In that respect, IRA acts as a digital interpreter and facilitator. If a driver wanted to order something from Amazon, doing it through IRA would trigger Alexa to handle it. Drivers wanting to control lights or door locks could have IRA get Google Assistant to do it. Any way you control smart home products pretty much applies here.
In the Harman demo, it worked fairly well. I could effectively communicate with devices outside Bixby’s own ecosystem. To be clear, IRA is not a full-on voice assistant itself. It can do plenty within the car’s own suite of features, and facilitates with other voice assistants, but isn’t designed to challenge incumbents.
Instead, it’s simply doing everything Bixby can’t or won’t be able to do. Samsung is betting big that its voice assistant will be a truly viable platform, but that road has been bumpy so far. IRA’s integration negates any compatibility issues, or at least that’s the idea.
More screens, more recognition
Samsung and Harman doubled the number of screens from three to six, including one on the passenger side that acts as side view mirror. The central screen is touch-enabled, and the two displays in the back are meant to work with devices you bring into the car. For example, passengers sitting in the back would be able to push content from a phone to one of the displays, and even share it with the other, if they want.
It’s not clear where the content will come from and if it applies to anything one wants to watch. When I asked about Netflix streaming or playing stored files, reps on hand said those details were still being worked out.

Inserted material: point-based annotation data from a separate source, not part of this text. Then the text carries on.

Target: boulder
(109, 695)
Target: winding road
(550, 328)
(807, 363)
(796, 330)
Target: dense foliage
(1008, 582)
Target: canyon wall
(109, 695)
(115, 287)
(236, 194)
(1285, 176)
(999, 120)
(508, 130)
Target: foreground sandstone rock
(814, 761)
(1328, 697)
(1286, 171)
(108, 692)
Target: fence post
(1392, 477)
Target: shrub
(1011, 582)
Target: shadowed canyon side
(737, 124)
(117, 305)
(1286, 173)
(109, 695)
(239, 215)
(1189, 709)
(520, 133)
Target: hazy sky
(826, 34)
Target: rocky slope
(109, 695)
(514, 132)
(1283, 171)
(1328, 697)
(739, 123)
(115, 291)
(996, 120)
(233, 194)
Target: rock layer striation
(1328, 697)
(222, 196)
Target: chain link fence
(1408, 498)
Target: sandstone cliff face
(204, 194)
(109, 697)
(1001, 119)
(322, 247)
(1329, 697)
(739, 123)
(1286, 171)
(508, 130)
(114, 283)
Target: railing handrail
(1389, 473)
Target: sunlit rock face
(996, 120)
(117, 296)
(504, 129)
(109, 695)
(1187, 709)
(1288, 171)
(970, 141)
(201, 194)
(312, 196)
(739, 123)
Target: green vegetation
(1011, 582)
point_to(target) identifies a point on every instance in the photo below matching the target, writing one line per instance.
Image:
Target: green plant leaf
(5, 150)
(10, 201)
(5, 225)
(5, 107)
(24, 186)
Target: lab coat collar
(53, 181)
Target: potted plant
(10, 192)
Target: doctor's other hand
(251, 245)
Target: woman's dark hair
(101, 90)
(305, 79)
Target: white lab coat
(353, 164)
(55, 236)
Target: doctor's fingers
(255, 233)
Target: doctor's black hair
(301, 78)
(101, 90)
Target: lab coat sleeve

Even so, the cockpit has all things Samsung crammed into it. From SmartThings integration to DeX for dealing with documents and files, it’s not evident what people can expect if they aren’t so heavily invested in the company’s products and services.
On top of recognizing the driver, the system will also recognize all passengers, including in the back, tailoring settings for each person. Harman claims the Driver Monitoring System knows when a driver is falling asleep, feeling drowsy or texting while driving, using vibrating and audible alerts to get them focused again.
5G will do it all
Given 5G is such a buzz term at CES this year, Samsung and Harman are essentially following up on the same narrative from last year. The promise of 5G connectivity and Cellular V2X (vehicle-to-everything) is that it will enable device-to-device communication in ways we’ve never seen before.
Rather than muse about that, I asked about specifics but didn’t get much. What we do know is that the network will enable the car to constantly collect and interpret data based on what devices are connected, and which objects are around the vehicle. The Mirror Replacement Vision system is a good example, where it will identify vehicles in the blind spot and lines in front to keep drivers alert in case they veer off.
In theory, those identified cars would also recognize the vehicle with the Digital Cockpit, assuming it, too, is connected through 5G. In other words, a 5G world means every vehicle knows where everything is relative to its position.
‘We’re ready’
Harman reps said the Digital Cockpit is ready for any automaker who wants it, though without 5G, the experience might differ a fair bit, so don’t hold your breath that it’s coming in the next year. A system like this is highly dependent on connected infrastructure, so it may be a while before we see it in action.